Rakesh Kumar, a researcher with six recent corrections and one retraction, has had one of those corrections upgraded to a retraction.
Here’s the unhelpful notice, from Molecular Endocrinology:
The August 2007 Molecular Endocrinology article by by Gururaj et al, “Estrogen Induces Expression of BCAS3, A Novel Estrogen Receptor-alpha Coactivator, through Proline-, Glutamic Acid-, and Leucine-Rich Protein-1 (PELP1)” (Mol Endocrinol 21:1847–1860, doi: 10.1210/me.2006-0514), is withdrawn by the authors.
This was the correction:
In the August 2007 Molecular Endocrinology article by Gururaj et al. “Estrogen induces expression of BCAS3, a novel estrogen receptor-alpha coactivator, through proline-, glutamic acid-, and leucine-rich protein-1 (PELP1)” (Mol Endocrinol 21:1847–60; Epub 2007 May 15. PubMed PMID: 17505058; doi: 10.1210/me.2006–0514), the authors note certain inadvertent errors in the Actin mRNA lanes in Figure 3H and splicing in the pS2 ChIP in Figure 7A upper panel while composing the panels.

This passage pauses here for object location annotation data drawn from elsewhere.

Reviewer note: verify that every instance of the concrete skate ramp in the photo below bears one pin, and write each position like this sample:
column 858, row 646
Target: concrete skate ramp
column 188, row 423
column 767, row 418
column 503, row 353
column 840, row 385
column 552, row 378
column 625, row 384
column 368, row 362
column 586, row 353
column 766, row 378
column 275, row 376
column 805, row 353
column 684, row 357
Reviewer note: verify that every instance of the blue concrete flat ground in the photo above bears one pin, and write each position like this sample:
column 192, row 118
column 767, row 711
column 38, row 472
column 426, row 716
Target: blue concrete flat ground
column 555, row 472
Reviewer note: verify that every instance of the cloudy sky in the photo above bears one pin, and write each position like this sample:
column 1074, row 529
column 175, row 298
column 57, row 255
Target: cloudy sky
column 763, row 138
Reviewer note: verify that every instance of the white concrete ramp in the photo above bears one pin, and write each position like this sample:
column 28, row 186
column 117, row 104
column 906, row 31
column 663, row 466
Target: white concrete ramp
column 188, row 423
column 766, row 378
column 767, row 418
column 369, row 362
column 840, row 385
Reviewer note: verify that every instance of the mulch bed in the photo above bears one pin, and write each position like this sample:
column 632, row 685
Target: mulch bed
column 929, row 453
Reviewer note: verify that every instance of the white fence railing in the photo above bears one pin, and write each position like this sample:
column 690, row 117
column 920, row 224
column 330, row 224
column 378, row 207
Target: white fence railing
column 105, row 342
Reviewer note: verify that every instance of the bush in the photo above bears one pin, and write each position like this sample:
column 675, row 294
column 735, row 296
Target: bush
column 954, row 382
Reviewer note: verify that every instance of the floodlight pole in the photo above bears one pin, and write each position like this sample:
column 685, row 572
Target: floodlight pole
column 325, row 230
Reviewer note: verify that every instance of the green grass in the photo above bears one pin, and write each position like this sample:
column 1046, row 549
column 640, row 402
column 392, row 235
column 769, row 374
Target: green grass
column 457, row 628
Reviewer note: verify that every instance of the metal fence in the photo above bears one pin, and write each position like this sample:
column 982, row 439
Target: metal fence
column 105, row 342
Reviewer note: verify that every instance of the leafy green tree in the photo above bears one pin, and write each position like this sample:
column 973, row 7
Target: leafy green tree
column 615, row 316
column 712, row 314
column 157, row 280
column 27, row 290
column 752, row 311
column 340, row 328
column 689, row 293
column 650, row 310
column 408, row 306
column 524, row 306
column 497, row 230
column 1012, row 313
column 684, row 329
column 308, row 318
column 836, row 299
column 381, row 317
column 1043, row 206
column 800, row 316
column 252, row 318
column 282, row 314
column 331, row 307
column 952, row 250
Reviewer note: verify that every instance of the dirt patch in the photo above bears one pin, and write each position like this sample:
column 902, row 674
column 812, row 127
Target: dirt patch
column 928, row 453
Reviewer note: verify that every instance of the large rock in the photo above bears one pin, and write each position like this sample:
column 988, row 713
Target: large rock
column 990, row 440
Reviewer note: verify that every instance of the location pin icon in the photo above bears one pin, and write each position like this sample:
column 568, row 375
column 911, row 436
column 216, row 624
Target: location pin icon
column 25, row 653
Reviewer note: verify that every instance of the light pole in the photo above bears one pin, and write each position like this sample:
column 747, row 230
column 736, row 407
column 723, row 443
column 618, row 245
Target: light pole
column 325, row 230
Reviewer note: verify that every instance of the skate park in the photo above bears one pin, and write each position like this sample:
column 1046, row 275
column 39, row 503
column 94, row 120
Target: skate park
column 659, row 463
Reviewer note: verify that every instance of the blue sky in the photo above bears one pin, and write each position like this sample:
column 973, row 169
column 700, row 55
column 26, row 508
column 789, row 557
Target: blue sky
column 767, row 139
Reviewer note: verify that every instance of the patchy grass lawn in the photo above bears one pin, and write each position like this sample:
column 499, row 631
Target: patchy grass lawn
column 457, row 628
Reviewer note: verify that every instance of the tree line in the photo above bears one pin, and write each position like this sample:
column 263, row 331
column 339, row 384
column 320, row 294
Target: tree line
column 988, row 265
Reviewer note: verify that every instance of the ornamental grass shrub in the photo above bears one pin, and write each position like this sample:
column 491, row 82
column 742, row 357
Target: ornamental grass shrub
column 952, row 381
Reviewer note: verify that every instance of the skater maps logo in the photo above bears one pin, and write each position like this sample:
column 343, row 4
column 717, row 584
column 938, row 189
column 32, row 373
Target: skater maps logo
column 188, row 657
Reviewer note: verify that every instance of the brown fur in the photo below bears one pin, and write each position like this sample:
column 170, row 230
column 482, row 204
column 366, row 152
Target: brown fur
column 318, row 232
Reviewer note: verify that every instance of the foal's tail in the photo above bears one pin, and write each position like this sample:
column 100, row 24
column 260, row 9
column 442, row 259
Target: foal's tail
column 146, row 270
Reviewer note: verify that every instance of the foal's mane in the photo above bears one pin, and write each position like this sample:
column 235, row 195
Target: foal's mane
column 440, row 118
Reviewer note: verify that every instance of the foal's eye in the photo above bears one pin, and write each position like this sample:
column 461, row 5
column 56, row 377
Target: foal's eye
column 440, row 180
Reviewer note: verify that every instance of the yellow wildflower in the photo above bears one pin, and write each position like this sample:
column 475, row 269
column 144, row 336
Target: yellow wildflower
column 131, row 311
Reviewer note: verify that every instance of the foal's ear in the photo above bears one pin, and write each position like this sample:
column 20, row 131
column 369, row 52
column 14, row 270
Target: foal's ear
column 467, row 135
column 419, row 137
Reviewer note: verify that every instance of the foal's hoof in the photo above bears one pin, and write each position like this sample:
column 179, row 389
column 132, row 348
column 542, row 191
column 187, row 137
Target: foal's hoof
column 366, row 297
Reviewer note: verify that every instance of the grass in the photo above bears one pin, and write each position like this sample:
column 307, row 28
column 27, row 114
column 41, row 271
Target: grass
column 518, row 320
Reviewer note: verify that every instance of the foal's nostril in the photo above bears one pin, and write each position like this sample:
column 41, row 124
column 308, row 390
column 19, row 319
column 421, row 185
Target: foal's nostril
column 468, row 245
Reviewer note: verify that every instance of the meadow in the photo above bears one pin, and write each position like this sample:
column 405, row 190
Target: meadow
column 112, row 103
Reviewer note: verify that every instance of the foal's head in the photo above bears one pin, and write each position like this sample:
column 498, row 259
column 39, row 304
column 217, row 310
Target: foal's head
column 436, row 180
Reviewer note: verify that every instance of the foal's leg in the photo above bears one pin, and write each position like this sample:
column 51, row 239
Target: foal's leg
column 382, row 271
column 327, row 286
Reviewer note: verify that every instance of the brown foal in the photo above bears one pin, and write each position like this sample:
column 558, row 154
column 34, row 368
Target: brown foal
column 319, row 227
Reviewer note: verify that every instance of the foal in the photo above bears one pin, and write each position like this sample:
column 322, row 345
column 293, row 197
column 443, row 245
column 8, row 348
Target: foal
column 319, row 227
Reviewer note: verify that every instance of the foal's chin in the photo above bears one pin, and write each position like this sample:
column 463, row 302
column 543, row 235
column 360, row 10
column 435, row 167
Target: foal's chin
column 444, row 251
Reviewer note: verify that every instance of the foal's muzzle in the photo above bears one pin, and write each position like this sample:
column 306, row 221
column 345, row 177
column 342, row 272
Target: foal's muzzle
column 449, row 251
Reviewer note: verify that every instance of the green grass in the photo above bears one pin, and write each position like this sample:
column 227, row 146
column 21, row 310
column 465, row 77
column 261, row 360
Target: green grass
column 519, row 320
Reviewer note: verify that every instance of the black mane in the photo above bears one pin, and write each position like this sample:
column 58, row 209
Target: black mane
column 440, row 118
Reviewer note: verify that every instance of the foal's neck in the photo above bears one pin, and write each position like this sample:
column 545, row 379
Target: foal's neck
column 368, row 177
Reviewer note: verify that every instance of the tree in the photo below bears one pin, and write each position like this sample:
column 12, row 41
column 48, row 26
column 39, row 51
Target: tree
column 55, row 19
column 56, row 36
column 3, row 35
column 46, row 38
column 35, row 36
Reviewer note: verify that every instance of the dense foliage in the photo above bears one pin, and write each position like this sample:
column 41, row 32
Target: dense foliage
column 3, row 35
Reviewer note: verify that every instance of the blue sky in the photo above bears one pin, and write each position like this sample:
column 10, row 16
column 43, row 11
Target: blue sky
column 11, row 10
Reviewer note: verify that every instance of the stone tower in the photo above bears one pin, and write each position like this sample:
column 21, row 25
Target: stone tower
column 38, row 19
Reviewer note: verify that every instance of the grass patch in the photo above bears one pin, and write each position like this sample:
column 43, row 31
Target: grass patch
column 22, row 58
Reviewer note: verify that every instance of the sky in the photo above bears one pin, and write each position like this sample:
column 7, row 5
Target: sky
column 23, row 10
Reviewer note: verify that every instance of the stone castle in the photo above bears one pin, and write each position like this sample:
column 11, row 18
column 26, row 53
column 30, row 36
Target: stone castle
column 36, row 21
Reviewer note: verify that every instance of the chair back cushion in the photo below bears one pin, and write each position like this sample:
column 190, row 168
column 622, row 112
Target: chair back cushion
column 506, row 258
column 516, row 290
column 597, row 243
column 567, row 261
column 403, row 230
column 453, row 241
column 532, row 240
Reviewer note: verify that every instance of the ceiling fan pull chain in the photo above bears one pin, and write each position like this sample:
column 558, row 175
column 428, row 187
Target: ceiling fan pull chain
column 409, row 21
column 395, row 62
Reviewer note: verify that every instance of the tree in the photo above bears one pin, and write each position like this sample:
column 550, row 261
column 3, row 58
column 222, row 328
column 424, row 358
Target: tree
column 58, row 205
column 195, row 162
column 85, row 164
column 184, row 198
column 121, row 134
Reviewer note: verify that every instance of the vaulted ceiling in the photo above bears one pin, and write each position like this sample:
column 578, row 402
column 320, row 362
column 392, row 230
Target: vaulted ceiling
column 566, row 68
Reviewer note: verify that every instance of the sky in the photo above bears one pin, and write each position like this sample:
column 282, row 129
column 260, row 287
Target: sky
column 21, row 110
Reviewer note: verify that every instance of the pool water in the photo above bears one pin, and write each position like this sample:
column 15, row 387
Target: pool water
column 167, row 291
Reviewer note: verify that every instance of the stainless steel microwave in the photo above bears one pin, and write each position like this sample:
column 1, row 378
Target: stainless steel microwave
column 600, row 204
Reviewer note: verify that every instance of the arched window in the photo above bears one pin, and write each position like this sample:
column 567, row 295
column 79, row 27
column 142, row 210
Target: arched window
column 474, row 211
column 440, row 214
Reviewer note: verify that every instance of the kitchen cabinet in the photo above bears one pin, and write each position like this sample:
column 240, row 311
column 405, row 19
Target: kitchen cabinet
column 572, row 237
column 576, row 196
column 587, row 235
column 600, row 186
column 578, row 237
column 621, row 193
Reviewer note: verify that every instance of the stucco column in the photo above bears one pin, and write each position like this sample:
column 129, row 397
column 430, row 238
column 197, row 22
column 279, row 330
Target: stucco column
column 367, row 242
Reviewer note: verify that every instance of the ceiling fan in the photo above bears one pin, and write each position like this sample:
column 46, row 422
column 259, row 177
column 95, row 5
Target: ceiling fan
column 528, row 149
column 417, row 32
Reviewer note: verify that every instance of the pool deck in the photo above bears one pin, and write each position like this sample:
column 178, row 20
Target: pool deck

The authors are replacing the published Figures 3H and 7A panels with an erratum using data from repeat experiments. There is no change in the text and figure legends. These changes do not change the original scientific conclusions and the validity of the findings remains the same. The authors regret the error.
The original paper has been cited nine times, according to Thomson Scientific’s Web of Knowledge.
Kumar, who was at MD Anderson when the paper was originally published. appears to have left the George Washington University, where he was recently chair of biochemistry. He is a visiting distinguished professor of biotechnology at the Rajiv Gandhi Center for Biotechnology in Kerala, lndia. Our requests for comment from him have gone unanswered.